Kurdische Flüchtlinge halten seit Montag die grüne Landesgeschäftstelle in Düsseldorf besetzt, um gegen die Abschiebungspolitik der Landesregierung zu protestieren.

Die Reise war bereits fest gebucht, der Empfang in der Türkei bestens vorbereitet. Noch am Wochenende hatte die türkische Boulevardzeitung "Sabah" für die passende Stimmung gesorgt. Doch nun müssen die Polizeibehörden im Land am Bosporus doch noch länger auf den sehnsüchtig erwarteten verlorenen Sohn warten: Hasan Ay bleibt - vorerst - in Deutschland.

Das nordrhein-westfälische Innenministerium hat die für Dienstag dieser Woche geplante Abschiebung des "PKK-Sympathisanten" ("Sabah") nach massiven Protesten von Kirchen- und Menschenrechtsgruppen für einen Monat ausgesetzt. Nun kann Ay zunächst weiter die Losung "Mensch sein - Menschlichkeit bewahren" genießen, die im Besucherraum der Justizvollzugsanstalt Büren zu lesen ist.

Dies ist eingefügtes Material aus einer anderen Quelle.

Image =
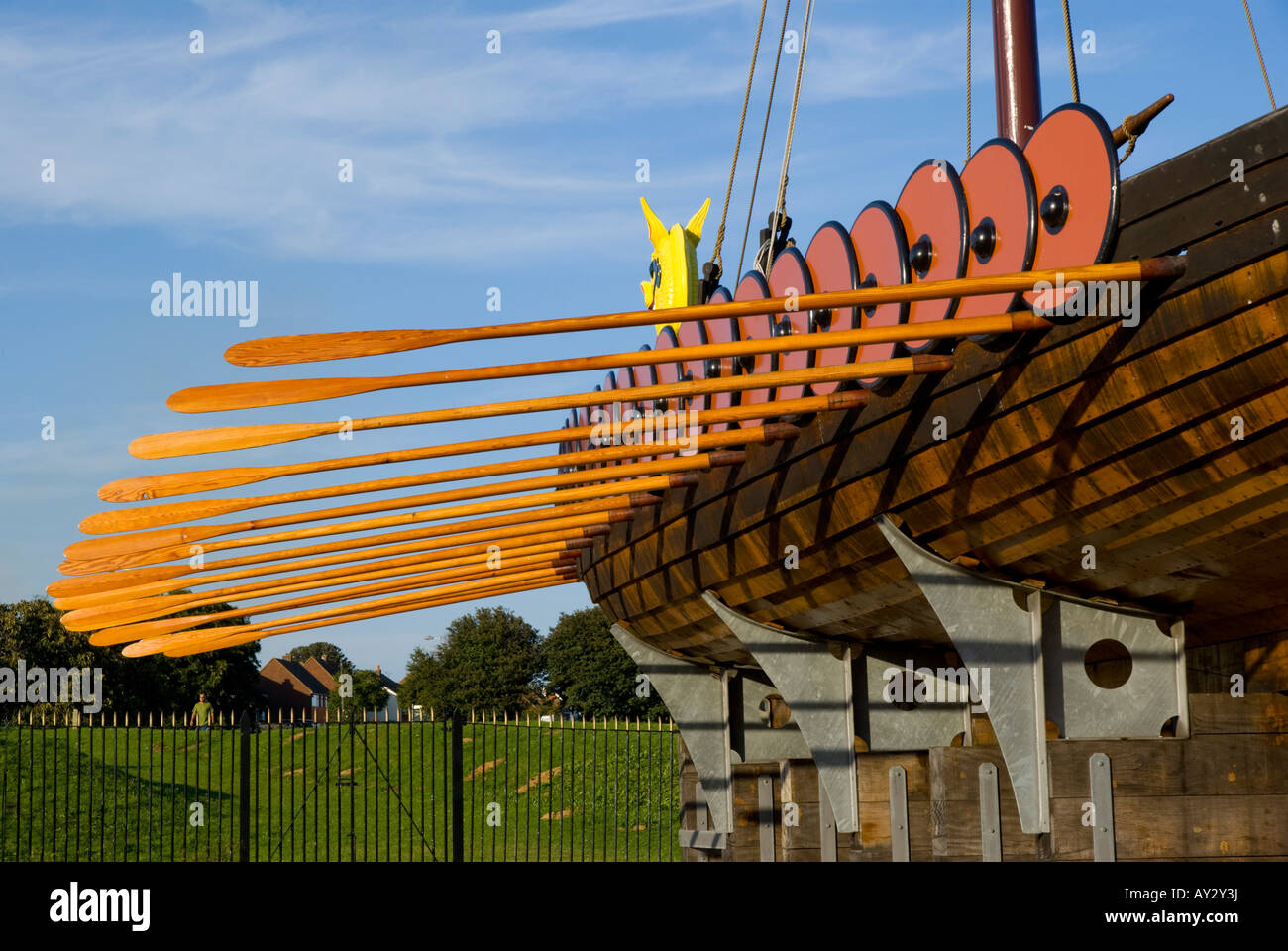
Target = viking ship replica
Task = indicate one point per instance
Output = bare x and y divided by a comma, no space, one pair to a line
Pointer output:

Für die Freilassung von Hasan Ay und des ebenfalls in Büren inhaftierten Kurden Mustafa Tayfun setzen sich rund 140 Flüchtlinge und deutsche Unterstützer ein, die seit vergangenen Montag die Landesgeschäftsstelle von Bündnis 90/Die Grünen in der Düsseldorfer Jahnstraße besetzt halten. Sie fordern von der rot-grünen Landesregierung eine Änderung ihrer repressiven Flüchtlingspolitik.

Hasan Ay und Mustafa Tayfun waren zusammen mit einem weiteren kurdischen Flüchtling, Abas Tanriverdi, am 10. Dezember letzten Jahres in Dortmund verhaftet worden. Bis dahin hatten sie im Wanderkirchenasyl gelebt (taz ruhr berichtete). Während Tanriverdi einige Tage später aus der Abschiebehaft entlassen wurde und das Bundesamt für die Anerkennung ausländischer Flüchtlinge ihm und seiner Familie inzwischen ein Bleiberecht gewährt hat, sitzen Ay und Tayfun noch immer im Abschiebegefängnis. Am 7. Januar sind sie in den Hungerstreik getreten, um die drohende Abschiebung zu verhindern. Den beiden haben sich mittlerweile zehn weitere in Büren inhaftierte Kurden angeschlossen.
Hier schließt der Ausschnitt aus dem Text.